Numerical Linked-Cluster Algorithms. II. t-J models on the square lattice

TL;DR

This paper applies a numerical linked-cluster (NLC) algorithm to the t-J model on a square lattice, demonstrating its effectiveness in calculating thermodynamic properties at intermediate temperatures where other methods struggle.

Contribution

It introduces the application of NLC to the t-J model, showing advantages over high-temperature expansions and Lanczos methods in certain temperature regimes.

Findings

NLC converges without extrapolation in a significant temperature window.

NLC results agree well with HTE and FTLM after extrapolation.

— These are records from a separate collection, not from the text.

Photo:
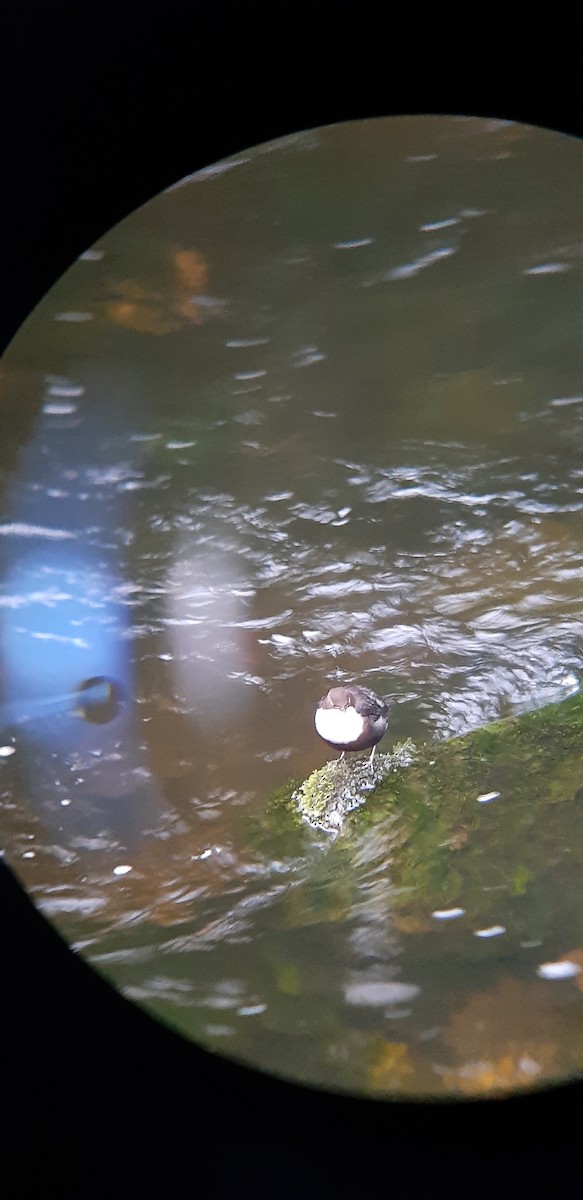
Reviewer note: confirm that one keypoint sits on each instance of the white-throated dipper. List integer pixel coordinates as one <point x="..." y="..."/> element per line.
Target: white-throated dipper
<point x="352" y="718"/>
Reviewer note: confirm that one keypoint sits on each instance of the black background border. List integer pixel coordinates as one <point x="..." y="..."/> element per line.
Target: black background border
<point x="103" y="105"/>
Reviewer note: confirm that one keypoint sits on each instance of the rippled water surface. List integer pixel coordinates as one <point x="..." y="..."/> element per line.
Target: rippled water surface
<point x="312" y="415"/>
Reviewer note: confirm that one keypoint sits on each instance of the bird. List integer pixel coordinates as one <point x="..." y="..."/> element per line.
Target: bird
<point x="352" y="718"/>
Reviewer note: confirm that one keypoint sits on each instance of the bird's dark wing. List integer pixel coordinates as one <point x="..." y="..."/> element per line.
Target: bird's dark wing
<point x="371" y="705"/>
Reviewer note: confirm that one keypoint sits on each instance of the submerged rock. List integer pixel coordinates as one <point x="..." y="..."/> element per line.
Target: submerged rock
<point x="332" y="791"/>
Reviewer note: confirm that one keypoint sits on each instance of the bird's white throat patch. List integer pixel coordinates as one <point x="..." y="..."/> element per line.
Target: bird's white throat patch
<point x="338" y="725"/>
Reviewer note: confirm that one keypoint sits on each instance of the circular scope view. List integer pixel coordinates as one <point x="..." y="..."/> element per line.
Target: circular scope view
<point x="290" y="607"/>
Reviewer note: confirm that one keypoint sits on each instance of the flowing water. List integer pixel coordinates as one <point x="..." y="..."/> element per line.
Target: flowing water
<point x="312" y="415"/>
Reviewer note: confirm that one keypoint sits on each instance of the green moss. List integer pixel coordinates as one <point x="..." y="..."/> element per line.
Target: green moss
<point x="420" y="810"/>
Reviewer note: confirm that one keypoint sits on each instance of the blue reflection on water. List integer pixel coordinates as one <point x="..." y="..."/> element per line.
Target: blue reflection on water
<point x="66" y="652"/>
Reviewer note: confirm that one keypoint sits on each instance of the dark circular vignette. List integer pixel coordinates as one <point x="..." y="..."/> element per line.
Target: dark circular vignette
<point x="101" y="112"/>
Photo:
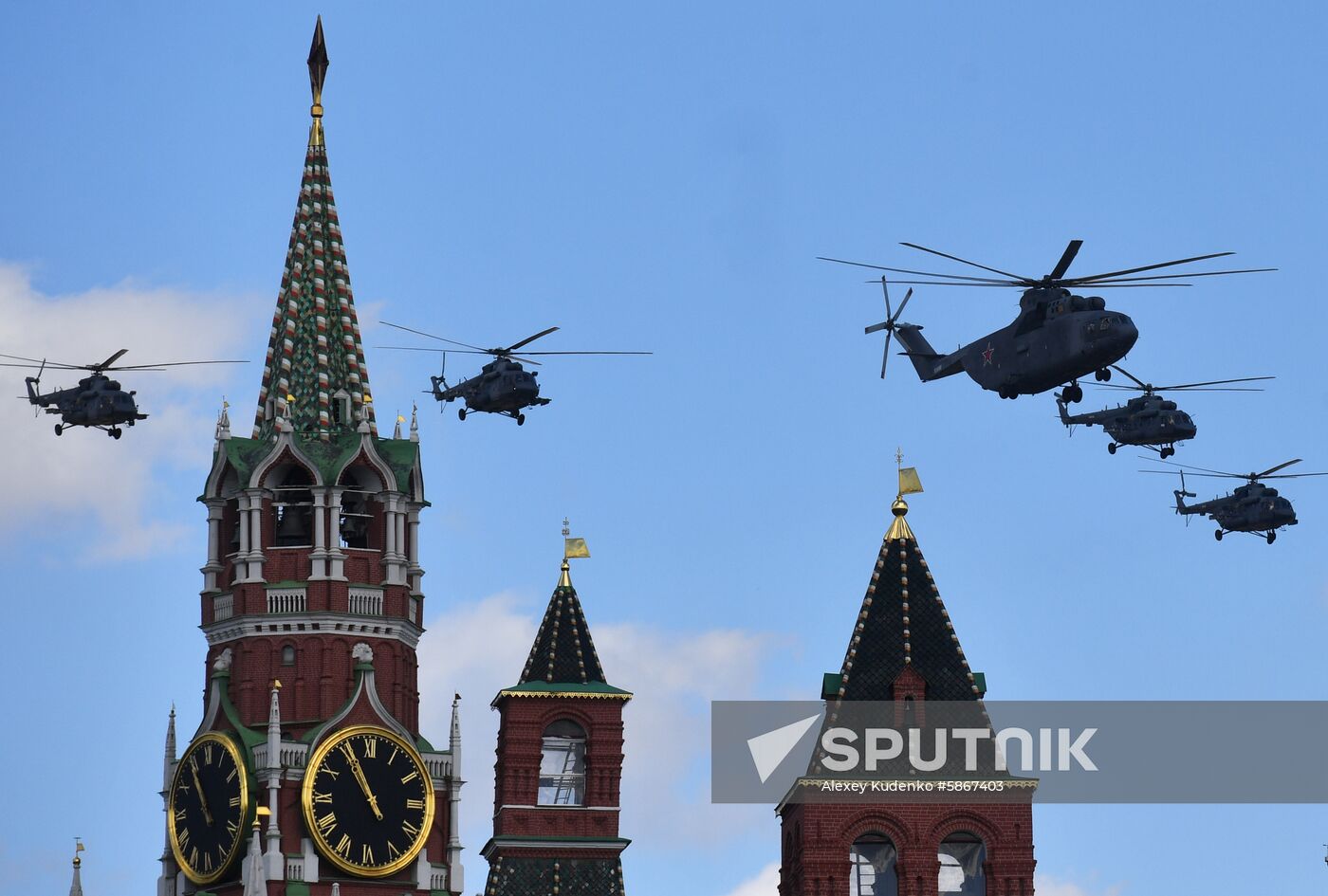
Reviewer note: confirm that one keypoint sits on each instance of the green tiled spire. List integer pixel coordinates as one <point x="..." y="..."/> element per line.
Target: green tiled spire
<point x="315" y="377"/>
<point x="563" y="650"/>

NLC provides better control and accuracy at intermediate temperatures.

Abstract

We discuss the application of a recently introduced numerical linked-cluster (NLC) algorithm to strongly correlated itinerant models. In particular, we present a study of thermodynamic observables: chemical potential, entropy, specific heat, and uniform susceptibility for the t-J model on the square lattice, with J/t=0.5 and 0.3. Our NLC results are compared with those obtained from high-temperature expansions (HTE) and the finite-temperature Lanczos method (FTLM). We show that there is a sizeable window in temperature where NLC results converge without extrapolations whereas HTE diverges. Upon extrapolations, the overall agreement between NLC, HTE, and FTLM is excellent in some cases down to 0.25t. At intermediate temperatures NLC results are better controlled than other methods, making it easier to judge the convergence and numerical accuracy of the method.